第34話 たまには

「シャルル様、シャルル様……」


 リベルタの優しい声で、シャルルは目を覚ました。窓の外へ視線を向けると、もう日が沈み始めている。


 ゆっくりと身体を起こす。今日は一日中休んでいたからか、身体が軽い。足の痛みも、かなり和らいできた。


「ヘリオス様とアレクさんが、ご報告にきています。それで、あの、どうしますか? まだ眠っていたいようだったら、そう伝えますけど」

「いや、そういうわけにはいかない。二人を部屋に通してくれ」


 シャルルは今日、朝からずっと休んでいた。そんなシャルルが、朝から捜査をしてくれていた二人を追い返すわけにはいかない。


「分かりました。じゃあ、そう伝えます」


 リベルタは部屋の外に出て、二人を招き入れた。シャルルもベッドから下り、部屋の中央にあるソファーに腰を下ろす。

 何も言わなくても、リベルタが冷たい水を用意してくれた。


 昨日からずっとこうだ。リベルタは付きっきりでシャルルの看病をしてくれている。


「調子はどう?」


 機嫌よさそうに笑いながら、ヘリオスが正面に腰を下ろした。アレクはしっかりと礼をしてからその隣に座る。


「リベルタ。お前も座っていいぞ」


 声をかけると、リベルタは笑顔でシャルルの横に座った。向かい側に二人が座っているというのに、身体の向きはシャルルにだけ向けられている。

 シャルルが怪我をしてしまったことをよほど気にしているのか、昨日からこの調子だ。


「聞き込み調査の結果と、僕の予想について話をしようと思ってるんだけど、いいかな」

「ああ、聞かせてくれ」


 朝マルセルから聞いた報告によると、捜査班はヘリオスを中心に聞き込み調査を行い、戦闘班はマルセルを中心に周囲の警備にあたっているそうだ。

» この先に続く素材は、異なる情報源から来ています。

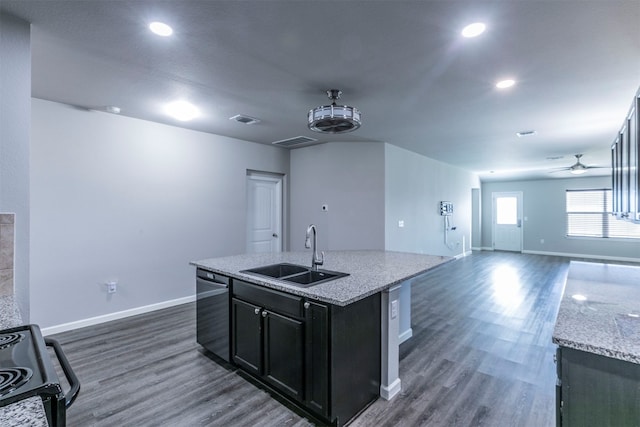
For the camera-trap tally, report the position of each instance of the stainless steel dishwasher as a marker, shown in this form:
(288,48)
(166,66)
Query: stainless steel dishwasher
(212,312)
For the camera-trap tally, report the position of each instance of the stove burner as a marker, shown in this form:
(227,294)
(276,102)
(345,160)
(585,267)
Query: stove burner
(13,378)
(7,340)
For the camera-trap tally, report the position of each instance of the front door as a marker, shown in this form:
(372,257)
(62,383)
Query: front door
(507,221)
(264,213)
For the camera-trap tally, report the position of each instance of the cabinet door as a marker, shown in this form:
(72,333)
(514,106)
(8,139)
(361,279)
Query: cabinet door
(246,335)
(284,353)
(317,357)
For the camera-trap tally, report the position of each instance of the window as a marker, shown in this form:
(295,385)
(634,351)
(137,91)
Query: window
(589,215)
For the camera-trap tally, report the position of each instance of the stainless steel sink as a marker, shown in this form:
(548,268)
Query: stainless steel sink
(296,275)
(278,270)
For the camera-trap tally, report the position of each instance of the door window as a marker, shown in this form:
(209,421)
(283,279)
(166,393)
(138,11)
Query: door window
(506,210)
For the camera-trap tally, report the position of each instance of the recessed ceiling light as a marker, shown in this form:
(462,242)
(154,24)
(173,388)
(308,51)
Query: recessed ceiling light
(524,133)
(503,84)
(182,110)
(161,29)
(473,30)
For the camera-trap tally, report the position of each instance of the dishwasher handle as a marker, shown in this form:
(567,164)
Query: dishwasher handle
(71,395)
(211,277)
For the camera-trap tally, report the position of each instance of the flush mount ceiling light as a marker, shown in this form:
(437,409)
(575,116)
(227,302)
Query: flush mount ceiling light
(503,84)
(161,29)
(578,168)
(247,120)
(182,110)
(473,30)
(334,118)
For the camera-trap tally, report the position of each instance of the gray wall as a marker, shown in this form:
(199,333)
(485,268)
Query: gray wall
(368,188)
(414,187)
(15,122)
(349,178)
(544,207)
(115,198)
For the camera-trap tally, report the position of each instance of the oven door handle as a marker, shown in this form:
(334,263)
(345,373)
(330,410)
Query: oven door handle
(68,372)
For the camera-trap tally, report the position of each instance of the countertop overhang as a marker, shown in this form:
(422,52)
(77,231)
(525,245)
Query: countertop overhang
(600,310)
(369,271)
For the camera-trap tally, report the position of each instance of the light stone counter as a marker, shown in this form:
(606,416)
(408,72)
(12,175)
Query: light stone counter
(29,412)
(370,272)
(600,311)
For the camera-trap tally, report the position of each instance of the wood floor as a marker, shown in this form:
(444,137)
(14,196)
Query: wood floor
(481,354)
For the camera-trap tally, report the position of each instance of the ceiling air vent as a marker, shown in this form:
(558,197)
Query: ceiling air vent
(247,120)
(295,141)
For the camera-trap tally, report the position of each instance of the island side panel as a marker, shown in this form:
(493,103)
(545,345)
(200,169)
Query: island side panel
(355,357)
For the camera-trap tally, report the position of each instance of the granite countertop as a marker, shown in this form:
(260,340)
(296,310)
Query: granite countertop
(600,310)
(369,271)
(29,412)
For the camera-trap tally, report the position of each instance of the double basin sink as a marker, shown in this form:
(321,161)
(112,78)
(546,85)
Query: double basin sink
(296,275)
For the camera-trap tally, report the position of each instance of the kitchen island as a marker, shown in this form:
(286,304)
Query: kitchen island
(598,334)
(374,277)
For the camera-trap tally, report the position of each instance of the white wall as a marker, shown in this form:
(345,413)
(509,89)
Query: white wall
(15,118)
(115,198)
(414,187)
(349,178)
(544,205)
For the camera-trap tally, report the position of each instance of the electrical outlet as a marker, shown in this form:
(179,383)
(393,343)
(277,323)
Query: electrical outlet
(112,287)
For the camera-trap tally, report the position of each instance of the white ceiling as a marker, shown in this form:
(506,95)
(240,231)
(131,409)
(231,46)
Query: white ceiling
(417,82)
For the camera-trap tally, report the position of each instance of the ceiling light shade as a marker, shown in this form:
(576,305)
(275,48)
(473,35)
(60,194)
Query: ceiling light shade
(334,118)
(473,30)
(182,110)
(503,84)
(161,29)
(578,169)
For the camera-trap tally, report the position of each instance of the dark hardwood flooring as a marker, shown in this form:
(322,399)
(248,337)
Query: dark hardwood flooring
(481,354)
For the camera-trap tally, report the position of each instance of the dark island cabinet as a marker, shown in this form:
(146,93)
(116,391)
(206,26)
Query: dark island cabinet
(283,353)
(323,359)
(595,390)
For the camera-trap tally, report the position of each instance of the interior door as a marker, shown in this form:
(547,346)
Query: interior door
(507,221)
(264,213)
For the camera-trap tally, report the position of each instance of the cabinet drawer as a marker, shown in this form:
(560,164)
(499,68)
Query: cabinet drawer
(280,302)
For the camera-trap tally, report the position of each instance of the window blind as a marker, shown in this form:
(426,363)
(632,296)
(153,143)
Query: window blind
(589,215)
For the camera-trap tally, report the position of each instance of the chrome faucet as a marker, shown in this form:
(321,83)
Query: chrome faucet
(316,260)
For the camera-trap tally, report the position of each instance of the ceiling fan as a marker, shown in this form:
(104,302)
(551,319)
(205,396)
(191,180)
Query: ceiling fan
(578,167)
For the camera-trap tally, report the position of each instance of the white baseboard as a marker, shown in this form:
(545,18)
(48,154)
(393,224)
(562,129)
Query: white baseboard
(115,316)
(388,392)
(586,256)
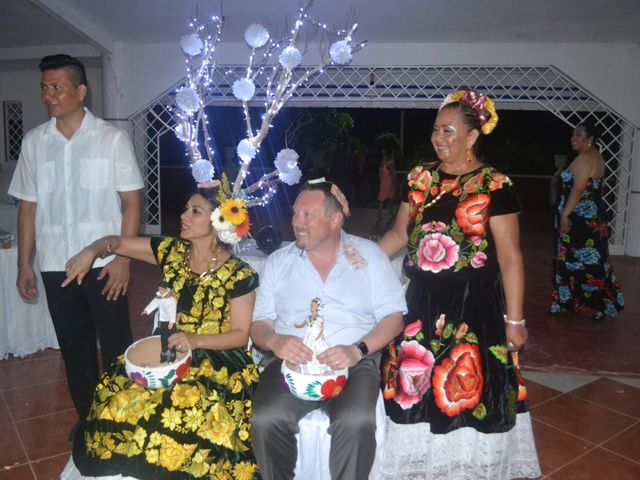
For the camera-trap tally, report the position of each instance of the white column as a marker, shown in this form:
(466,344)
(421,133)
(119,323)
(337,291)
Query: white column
(632,244)
(116,74)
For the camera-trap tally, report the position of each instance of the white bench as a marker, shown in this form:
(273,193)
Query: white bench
(314,443)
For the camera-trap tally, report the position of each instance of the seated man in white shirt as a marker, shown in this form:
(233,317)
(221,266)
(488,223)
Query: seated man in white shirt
(363,304)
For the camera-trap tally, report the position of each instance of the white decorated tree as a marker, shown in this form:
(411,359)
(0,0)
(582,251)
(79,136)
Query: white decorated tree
(277,61)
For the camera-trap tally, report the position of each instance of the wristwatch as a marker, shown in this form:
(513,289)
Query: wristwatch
(364,350)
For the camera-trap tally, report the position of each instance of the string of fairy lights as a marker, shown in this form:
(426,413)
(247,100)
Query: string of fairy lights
(277,62)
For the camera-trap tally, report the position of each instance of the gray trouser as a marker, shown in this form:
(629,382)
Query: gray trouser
(352,415)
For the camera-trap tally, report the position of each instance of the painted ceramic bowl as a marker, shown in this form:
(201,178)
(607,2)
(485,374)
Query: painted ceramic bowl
(314,387)
(142,362)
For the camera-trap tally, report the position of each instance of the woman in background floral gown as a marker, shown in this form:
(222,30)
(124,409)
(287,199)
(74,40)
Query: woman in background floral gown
(450,380)
(583,278)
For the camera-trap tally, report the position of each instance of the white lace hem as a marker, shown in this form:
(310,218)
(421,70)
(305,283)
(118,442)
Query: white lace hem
(71,472)
(412,452)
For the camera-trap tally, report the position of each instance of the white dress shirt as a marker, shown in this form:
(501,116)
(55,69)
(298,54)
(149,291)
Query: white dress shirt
(359,292)
(75,183)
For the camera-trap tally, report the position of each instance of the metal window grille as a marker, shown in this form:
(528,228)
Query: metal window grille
(13,129)
(512,87)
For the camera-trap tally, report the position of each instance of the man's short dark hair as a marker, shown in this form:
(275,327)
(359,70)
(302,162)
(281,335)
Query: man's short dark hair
(331,204)
(77,74)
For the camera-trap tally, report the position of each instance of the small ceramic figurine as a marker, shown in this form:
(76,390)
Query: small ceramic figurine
(314,339)
(164,321)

「僕たちが修道院で聞いた話、それから近隣の住民から隊員たちが聞いた話をまとめると……」


 ヘリオスは分かりやすく、要点をまとめて説明してくれた。

 近隣住民は事件についてほとんど知らなかったようで、主な情報源は修道院の院長であるクリスティーヌという女性だ。


「で、ここからは僕の予想。犯人は、被害者と親しい……あるいは、被害者の上に立っている人物だと思う」

「なぜだ?」

「犯人が、自ら殺害場所にきたんだと思うから」


 その推理には納得できる。聞いた限り、夜中に修道院から出ることはできそうだが、中に入るのはかなり困難だろう。

 仮に犯人がどうにかして中へ入ったとしても、被害者を強引に外へ連れ出すのはさらに大変に違いない。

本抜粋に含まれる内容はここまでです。